Tim Walz Pardons WORST of the WORST Illegal!

Man in suit with a U.S. flag pin.

Minnesota Gov. Tim Walz and the state’s Board of Pardons cleared the criminal record of a man who pleaded guilty to sexually abusing a 10-year-old girl, a move that gives him a legal foothold to fight his deportation to Laos.

Story Snapshot

  • The Minnesota Board of Pardons voted unanimously on June 10, 2026, to pardon Tou Lue Vang, who pleaded guilty to first-degree criminal sexual conduct against a child.
  • Vang, 42, came to the U.S. as a child from Laos and was facing deportation. The pardon clears his record and gives him a chance to contest his removal order.
  • The victim, who was 10 years old when the abuse started, sent a letter supporting the pardon.
  • The Department of Homeland Security blasted the decision, saying the pardon wipes out the very conviction that justified deporting Vang.

What the Board of Pardons Actually Did

The Minnesota Board of Pardons is made up of three people: Gov. Tim Walz, Attorney General Keith Ellison, and State Supreme Court Chief Justice Natalie Hudson. All three voted yes. The board cleared Vang’s conviction for first-degree criminal sexual conduct, a guilty plea he entered in a deal that kept him out of prison. That conviction was the legal basis for his deportation order. Wiping it out gives Vang’s lawyers something to work with in immigration court.

A state pardon does not guarantee Vang stays in the country. Federal immigration judges are not bound by a state board’s decision. But legal experts note that for many categories of crime, a governor’s pardon can erase a conviction for immigration purposes, removing the automatic trigger for deportation and handing the case back to a judge’s discretion. That is precisely what the Department of Homeland Security says it fears here.

The Victim’s Letter and the Board’s Reasoning

The board did not act carelessly or in secret. The nine-member Clemency Review Commission reviewed Vang’s petition in April 2026 and recommended the pardon, with four members in favor and two against. Vang submitted a letter expressing remorse. The victim, now an adult, also submitted a letter endorsing the pardon. Attorney General Ellison’s office confirmed the victim’s support to The New York Times, calling the full process thorough and transparent.

That victim letter matters. It is not nothing. Survivors of childhood sexual abuse rarely engage with pardon proceedings at all, and when one does, it deserves weight. Still, the victim’s forgiveness, as meaningful as it is personally, does not erase the public interest question at the center of this fight: whether a state board should have the power to neutralize a federal deportation order by wiping a serious criminal conviction from the books.

The Federal Government’s Response

The Department of Homeland Security did not hold back. Acting Assistant Secretary Lauren Bis confirmed that Vang lost his legal immigration status specifically because of his conviction for the repeated sexual assault of a 10-year-old girl. Bis stated directly that the pardon would cancel the criminal conduct conviction that formed the basis of his removal order. That is not spin. That is the legal mechanics of what happened, stated plainly by the agency responsible for enforcing immigration law.
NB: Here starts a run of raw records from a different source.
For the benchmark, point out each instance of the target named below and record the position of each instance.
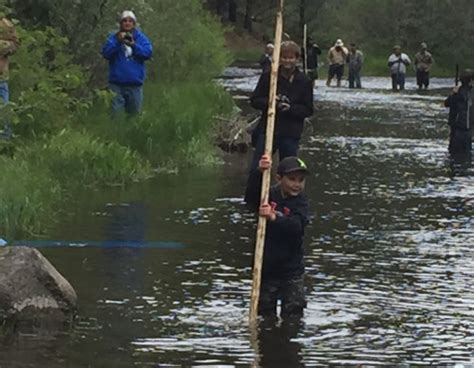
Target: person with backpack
(461, 115)
(423, 63)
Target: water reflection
(390, 253)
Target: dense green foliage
(60, 104)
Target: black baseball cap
(291, 164)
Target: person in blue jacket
(127, 50)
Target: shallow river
(162, 268)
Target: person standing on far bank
(398, 62)
(127, 50)
(294, 105)
(423, 62)
(8, 45)
(355, 61)
(337, 56)
(313, 51)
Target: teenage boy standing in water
(294, 104)
(461, 116)
(287, 216)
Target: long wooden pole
(305, 48)
(262, 222)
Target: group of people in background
(339, 56)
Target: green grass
(76, 157)
(27, 197)
(176, 126)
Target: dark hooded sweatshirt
(283, 254)
(299, 90)
(458, 109)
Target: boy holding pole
(287, 216)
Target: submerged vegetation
(64, 135)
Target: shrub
(27, 197)
(79, 158)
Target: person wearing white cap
(423, 62)
(127, 50)
(398, 62)
(337, 57)
(266, 59)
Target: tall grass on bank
(27, 197)
(74, 157)
(176, 127)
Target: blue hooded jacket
(123, 70)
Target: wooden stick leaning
(262, 222)
(305, 48)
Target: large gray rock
(31, 288)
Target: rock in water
(31, 289)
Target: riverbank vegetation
(59, 110)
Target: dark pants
(354, 79)
(398, 80)
(460, 141)
(290, 292)
(336, 70)
(422, 78)
(286, 147)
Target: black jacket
(299, 91)
(283, 253)
(266, 63)
(458, 106)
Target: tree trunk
(248, 16)
(220, 7)
(232, 11)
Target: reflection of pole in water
(275, 343)
(127, 225)
(124, 239)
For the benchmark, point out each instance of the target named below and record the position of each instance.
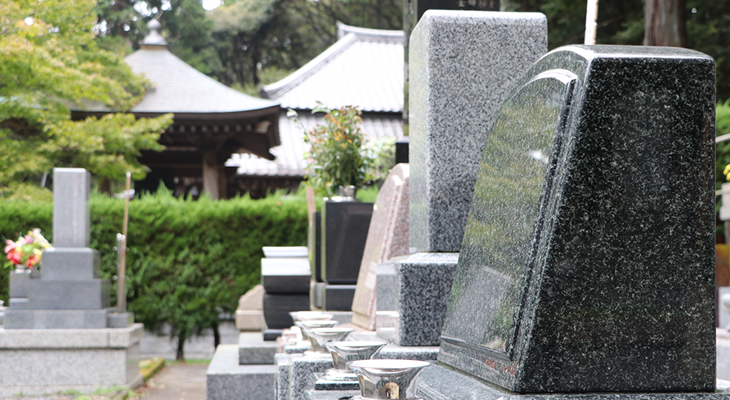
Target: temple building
(211, 122)
(364, 68)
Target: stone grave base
(250, 320)
(252, 349)
(337, 297)
(445, 383)
(226, 379)
(38, 361)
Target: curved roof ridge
(367, 34)
(277, 89)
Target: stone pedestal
(37, 361)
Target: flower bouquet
(26, 252)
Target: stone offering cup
(314, 324)
(320, 336)
(386, 379)
(344, 352)
(310, 316)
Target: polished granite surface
(588, 259)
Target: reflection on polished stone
(588, 259)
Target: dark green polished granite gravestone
(588, 259)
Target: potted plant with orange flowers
(26, 253)
(339, 164)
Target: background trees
(49, 60)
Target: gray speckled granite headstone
(588, 259)
(462, 66)
(71, 212)
(69, 293)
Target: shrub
(188, 261)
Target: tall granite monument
(69, 294)
(588, 260)
(387, 238)
(59, 333)
(463, 65)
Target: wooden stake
(311, 205)
(122, 271)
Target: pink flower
(32, 260)
(14, 256)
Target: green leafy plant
(337, 154)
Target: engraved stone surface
(71, 264)
(462, 65)
(71, 213)
(588, 259)
(387, 238)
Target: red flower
(14, 256)
(32, 260)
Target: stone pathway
(176, 382)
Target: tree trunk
(180, 348)
(664, 23)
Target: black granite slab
(322, 383)
(330, 394)
(444, 383)
(345, 227)
(278, 306)
(588, 259)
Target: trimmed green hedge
(188, 261)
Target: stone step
(226, 379)
(253, 350)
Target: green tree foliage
(622, 22)
(188, 261)
(122, 25)
(48, 60)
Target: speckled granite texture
(462, 66)
(443, 383)
(252, 349)
(387, 238)
(302, 368)
(588, 259)
(283, 375)
(67, 294)
(330, 394)
(412, 294)
(35, 361)
(225, 379)
(322, 383)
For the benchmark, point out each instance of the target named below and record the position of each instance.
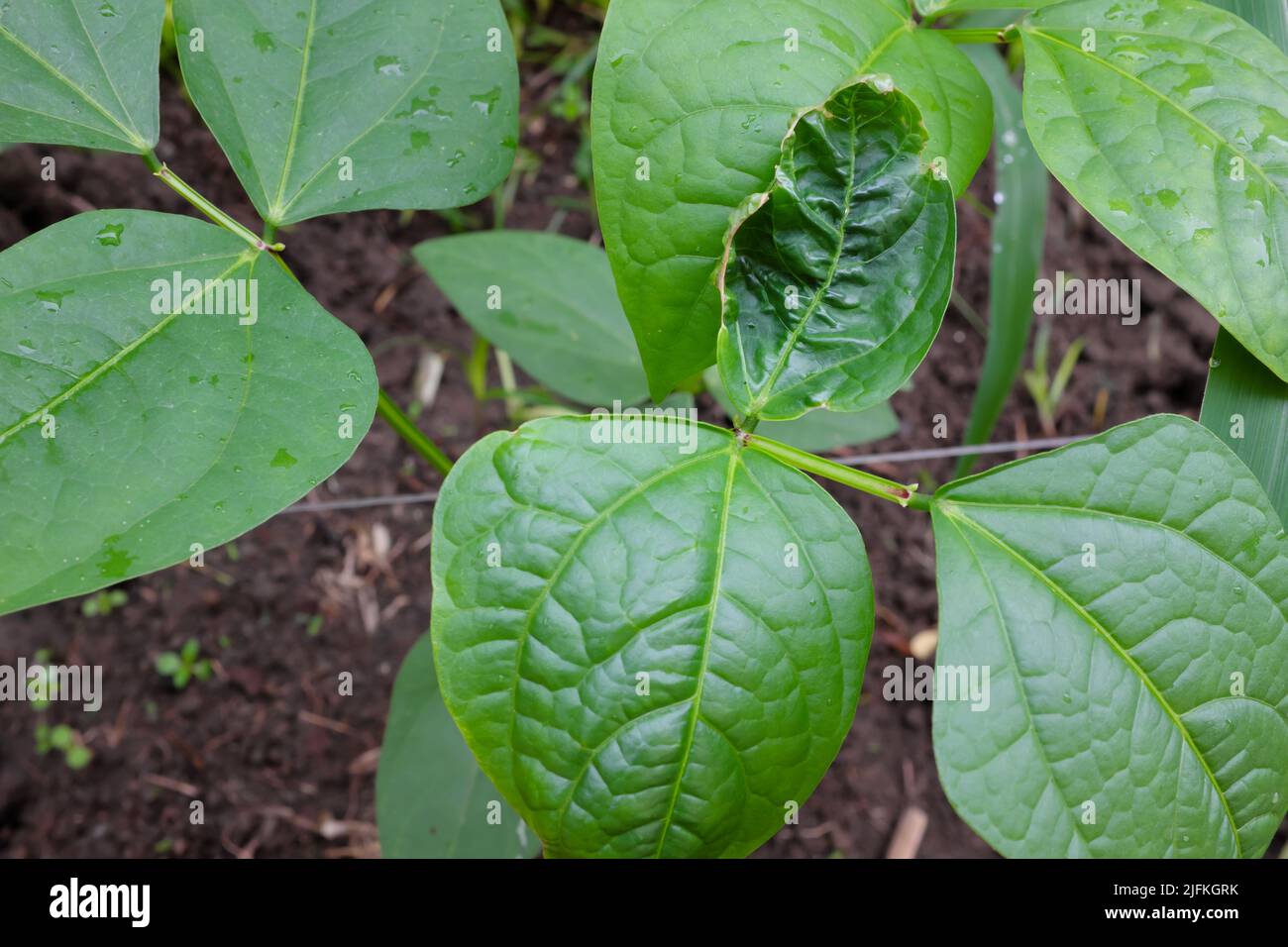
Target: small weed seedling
(67, 741)
(103, 603)
(183, 667)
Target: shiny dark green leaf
(432, 799)
(1127, 596)
(81, 72)
(655, 650)
(837, 278)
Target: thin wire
(965, 450)
(907, 457)
(364, 502)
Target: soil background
(283, 766)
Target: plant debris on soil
(281, 763)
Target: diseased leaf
(550, 303)
(1127, 596)
(1173, 133)
(134, 436)
(837, 278)
(816, 431)
(329, 106)
(1018, 241)
(81, 72)
(692, 102)
(432, 799)
(652, 648)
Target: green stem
(962, 37)
(385, 406)
(905, 495)
(408, 432)
(189, 193)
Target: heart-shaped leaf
(327, 106)
(655, 648)
(134, 434)
(836, 281)
(432, 799)
(1168, 121)
(691, 106)
(550, 303)
(1124, 603)
(81, 72)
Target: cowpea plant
(652, 633)
(165, 382)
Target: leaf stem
(189, 193)
(905, 495)
(408, 432)
(962, 37)
(385, 406)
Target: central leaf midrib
(296, 120)
(117, 357)
(767, 390)
(712, 604)
(429, 65)
(1134, 521)
(1124, 655)
(1019, 678)
(566, 560)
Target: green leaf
(1245, 403)
(938, 8)
(816, 431)
(1173, 133)
(81, 72)
(432, 799)
(655, 650)
(1269, 16)
(1018, 241)
(327, 106)
(837, 278)
(704, 90)
(558, 313)
(1127, 595)
(129, 431)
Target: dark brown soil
(282, 764)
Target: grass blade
(1025, 185)
(1245, 403)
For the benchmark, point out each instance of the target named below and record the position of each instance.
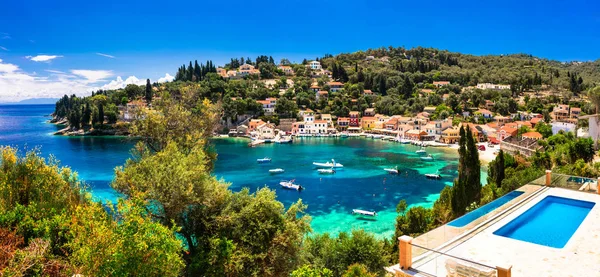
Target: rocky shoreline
(110, 129)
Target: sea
(361, 184)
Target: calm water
(362, 184)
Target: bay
(362, 184)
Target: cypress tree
(499, 165)
(149, 90)
(100, 114)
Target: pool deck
(579, 257)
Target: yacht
(392, 170)
(331, 164)
(427, 158)
(263, 160)
(435, 175)
(290, 185)
(364, 213)
(326, 171)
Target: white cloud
(7, 67)
(16, 84)
(119, 83)
(106, 55)
(55, 71)
(167, 78)
(92, 76)
(43, 58)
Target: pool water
(551, 222)
(483, 210)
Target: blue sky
(148, 39)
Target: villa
(548, 227)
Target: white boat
(331, 164)
(392, 170)
(427, 158)
(363, 212)
(263, 160)
(326, 170)
(290, 185)
(435, 175)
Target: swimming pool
(550, 222)
(483, 210)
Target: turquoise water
(362, 184)
(483, 210)
(550, 222)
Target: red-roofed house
(335, 86)
(506, 131)
(354, 119)
(439, 84)
(532, 135)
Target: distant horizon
(48, 49)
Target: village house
(287, 70)
(450, 135)
(492, 86)
(335, 86)
(575, 112)
(483, 112)
(315, 88)
(392, 124)
(368, 122)
(247, 69)
(343, 123)
(268, 105)
(321, 94)
(532, 135)
(314, 65)
(501, 120)
(319, 127)
(475, 131)
(253, 124)
(222, 72)
(266, 131)
(369, 112)
(505, 132)
(327, 118)
(306, 113)
(562, 126)
(414, 134)
(381, 120)
(429, 109)
(439, 84)
(534, 121)
(560, 112)
(402, 128)
(354, 119)
(523, 146)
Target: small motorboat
(392, 170)
(290, 185)
(331, 164)
(427, 158)
(364, 213)
(263, 160)
(326, 171)
(435, 175)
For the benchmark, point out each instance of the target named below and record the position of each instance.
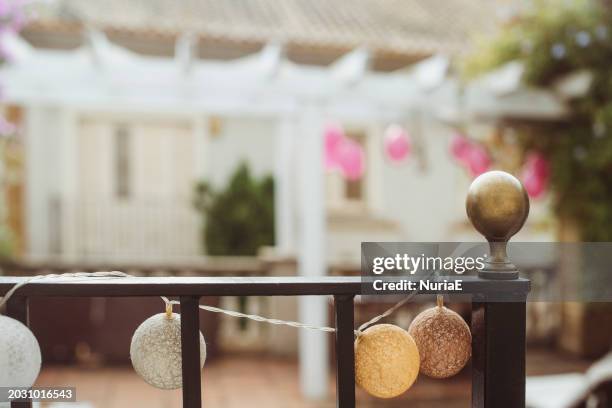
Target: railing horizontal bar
(229, 286)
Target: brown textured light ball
(444, 341)
(386, 360)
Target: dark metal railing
(498, 327)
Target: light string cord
(101, 274)
(169, 303)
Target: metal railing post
(190, 351)
(345, 351)
(498, 354)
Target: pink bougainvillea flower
(477, 160)
(397, 143)
(535, 174)
(6, 128)
(351, 159)
(334, 138)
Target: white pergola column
(284, 185)
(313, 345)
(68, 183)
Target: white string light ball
(156, 351)
(19, 354)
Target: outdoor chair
(592, 389)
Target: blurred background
(261, 137)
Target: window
(353, 189)
(122, 161)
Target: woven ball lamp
(443, 339)
(19, 354)
(386, 360)
(156, 351)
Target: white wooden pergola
(102, 76)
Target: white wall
(248, 139)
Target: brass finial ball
(497, 205)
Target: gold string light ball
(386, 360)
(443, 339)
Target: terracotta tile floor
(251, 381)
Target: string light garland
(155, 350)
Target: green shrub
(239, 219)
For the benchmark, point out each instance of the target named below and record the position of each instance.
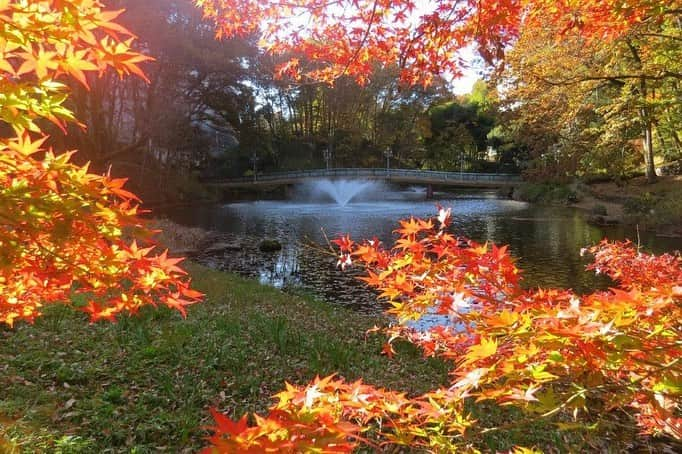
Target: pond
(546, 240)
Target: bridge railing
(377, 173)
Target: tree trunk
(650, 170)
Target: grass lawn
(145, 383)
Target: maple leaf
(485, 348)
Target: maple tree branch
(364, 39)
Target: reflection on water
(546, 240)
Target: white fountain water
(342, 191)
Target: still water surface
(546, 240)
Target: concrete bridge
(407, 176)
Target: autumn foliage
(581, 361)
(63, 230)
(322, 40)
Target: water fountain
(342, 191)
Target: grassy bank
(656, 207)
(146, 383)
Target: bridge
(407, 176)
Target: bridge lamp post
(254, 161)
(389, 154)
(327, 153)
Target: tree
(351, 36)
(354, 37)
(608, 359)
(63, 231)
(614, 94)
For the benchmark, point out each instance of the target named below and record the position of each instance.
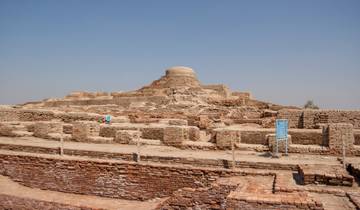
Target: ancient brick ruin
(176, 144)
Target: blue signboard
(107, 119)
(281, 129)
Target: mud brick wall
(104, 178)
(354, 170)
(156, 133)
(174, 135)
(329, 176)
(312, 118)
(357, 137)
(41, 115)
(25, 115)
(200, 198)
(225, 137)
(293, 115)
(255, 136)
(42, 129)
(11, 202)
(78, 102)
(336, 133)
(307, 136)
(243, 205)
(82, 130)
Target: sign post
(281, 134)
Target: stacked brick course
(318, 174)
(338, 134)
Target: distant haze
(284, 52)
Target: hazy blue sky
(281, 51)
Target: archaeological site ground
(176, 144)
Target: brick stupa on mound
(176, 77)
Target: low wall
(307, 136)
(43, 115)
(114, 179)
(12, 202)
(310, 118)
(294, 117)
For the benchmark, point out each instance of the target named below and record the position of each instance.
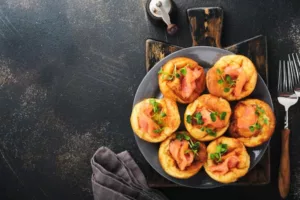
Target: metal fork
(295, 64)
(287, 77)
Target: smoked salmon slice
(146, 123)
(179, 151)
(188, 83)
(208, 121)
(249, 118)
(223, 168)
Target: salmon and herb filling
(207, 117)
(227, 161)
(182, 156)
(253, 122)
(154, 120)
(232, 77)
(181, 79)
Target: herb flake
(223, 115)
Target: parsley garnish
(155, 105)
(183, 71)
(198, 118)
(266, 121)
(220, 150)
(223, 115)
(254, 127)
(181, 136)
(259, 110)
(226, 89)
(189, 119)
(194, 147)
(210, 132)
(158, 130)
(220, 81)
(163, 114)
(213, 116)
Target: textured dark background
(68, 73)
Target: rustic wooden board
(156, 50)
(206, 28)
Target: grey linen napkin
(118, 177)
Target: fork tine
(296, 68)
(279, 86)
(284, 86)
(289, 77)
(291, 66)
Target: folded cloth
(118, 177)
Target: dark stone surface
(68, 73)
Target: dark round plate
(206, 57)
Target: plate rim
(160, 63)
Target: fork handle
(284, 168)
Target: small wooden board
(206, 29)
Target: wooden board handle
(284, 168)
(206, 26)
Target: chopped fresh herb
(220, 150)
(160, 71)
(183, 71)
(155, 105)
(258, 126)
(226, 89)
(187, 151)
(181, 136)
(198, 118)
(254, 127)
(170, 77)
(158, 130)
(189, 119)
(186, 137)
(210, 132)
(259, 110)
(194, 147)
(213, 116)
(228, 79)
(163, 114)
(223, 115)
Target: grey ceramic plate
(206, 57)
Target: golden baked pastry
(181, 156)
(253, 122)
(207, 117)
(181, 79)
(227, 160)
(154, 120)
(233, 77)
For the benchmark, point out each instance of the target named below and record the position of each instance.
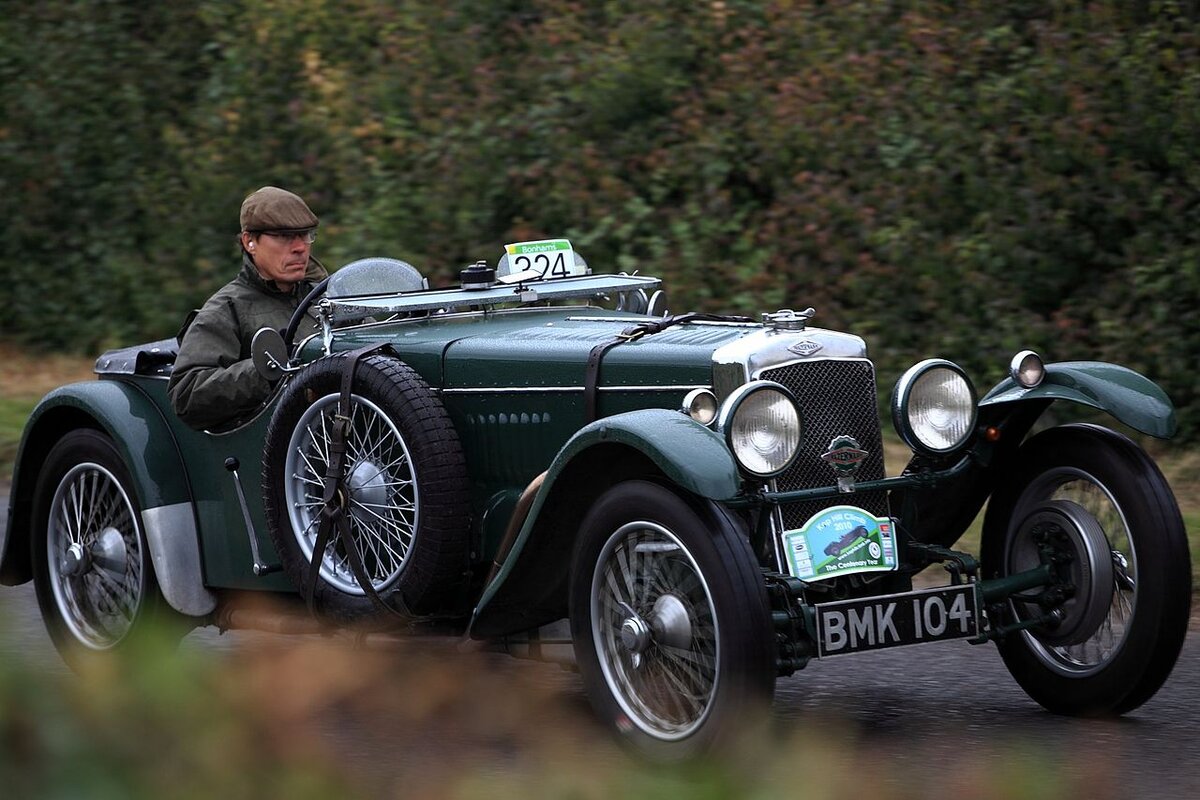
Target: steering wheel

This is the second time in June 2026 that the Minnesota Board of Pardons moved quickly to pardon a noncitizen facing deportation. The board also unanimously pardoned Jai Vang, a 49-year-old Laotian man convicted of aggravated robbery in 1994 at age 18, after Immigration and Customs Enforcement picked him up during Operation Metro Surge. Walz called a special session specifically to get that pardon done before deportation could be completed. A pattern is forming, and it is hard to miss.

The Bigger Problem With This Pattern

Walz said publicly that immigration status alone is not a reason to grant a pardon. That is a defensible legal principle. But the timing of these special sessions, called urgently the moment Immigration and Customs Enforcement moves on someone, tells a different story. The practical effect is that Minnesota’s pardon board is functioning as a last-minute brake on federal deportation enforcement. Whatever the stated reasoning, that is the result.

Conservative critics and common sense point to the same concern. The pardon power exists to correct injustice, not to serve as a procedural escape hatch from federal immigration law. When a state board rushes to erase a child sexual abuse conviction the moment a deportation clock starts ticking, it is reasonable to ask who exactly is being protected and from what. The victim’s forgiveness is her own. The pardon’s immigration consequences belong to everyone.